There are so many things that I've been learning from all of this. Patience, trust, forgiveness, dependence, faith... etc. But one of the lessons that I did not expect to learn from this has been one of the biggest. And that's about the time we're given.

I've never slowed down before. Not even close to this. Broken bones, pneumonia, concussions, deaths...nothing got me to pause. I was always fighting to fill my time with as much as possible.

Even at Carol's home, I did not wish to waste such a precious commodity, even if I had nothing else I could do but lie still. And when I went home, things were no different. I tried keeping up with all my classes and extra things, jumping right back into the fray.

There are some lessons that have an initial lesson, but require time to get the deeper stuff. And I think I've often missed that in my thirsting and hungering for knowledge.

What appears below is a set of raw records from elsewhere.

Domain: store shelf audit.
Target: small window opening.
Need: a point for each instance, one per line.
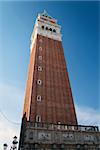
(38, 118)
(50, 29)
(46, 28)
(39, 68)
(43, 27)
(39, 98)
(39, 82)
(40, 57)
(54, 30)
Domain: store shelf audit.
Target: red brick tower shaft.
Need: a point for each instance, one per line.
(48, 96)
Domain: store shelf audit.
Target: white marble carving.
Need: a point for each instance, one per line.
(67, 136)
(44, 136)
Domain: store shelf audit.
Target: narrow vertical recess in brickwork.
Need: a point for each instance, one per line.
(57, 101)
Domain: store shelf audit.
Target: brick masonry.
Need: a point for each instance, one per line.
(57, 102)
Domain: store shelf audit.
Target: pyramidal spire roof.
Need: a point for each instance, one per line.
(46, 14)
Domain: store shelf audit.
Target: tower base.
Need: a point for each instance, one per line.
(43, 136)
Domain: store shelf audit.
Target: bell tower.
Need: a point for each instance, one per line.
(48, 96)
(48, 105)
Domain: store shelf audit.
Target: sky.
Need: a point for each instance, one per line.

How precious time is has been this deepening lesson for me. I knew time was precious before, that's why I wanted to fill every moment because I've nearly died enough times to know how short it is. But never before did I understand the real worth of it.

Time can equal peace if we allow it to. Not just comfort-based in-the-moment sort of peace, but a real shift in our internal rhythm. Time can be perspective and wisdom if allowed to settle. Where before there were facts, they morph into understanding.

And best of all, is when there's enough time to realize that time can become meaningless if put in the context of God. It took my slowing down to fully begin to understand that He lives outside this dimension, which means that we are with Him now and forever and that time will not change that fact. When I was filling every moment, I suppose I didn't appreciate that He is unchanging no matter what.

Time put into relationships, deepens those too. But if we're too busy filling or wasting time, then we're working on the surface of things or on the breadth of things. I guess this is the sort of thing you learn if you make it to old age. When things slow down you start to discover the worlds underneath. Oh boy. And to think God is unending too. This journey is going to be wonderful.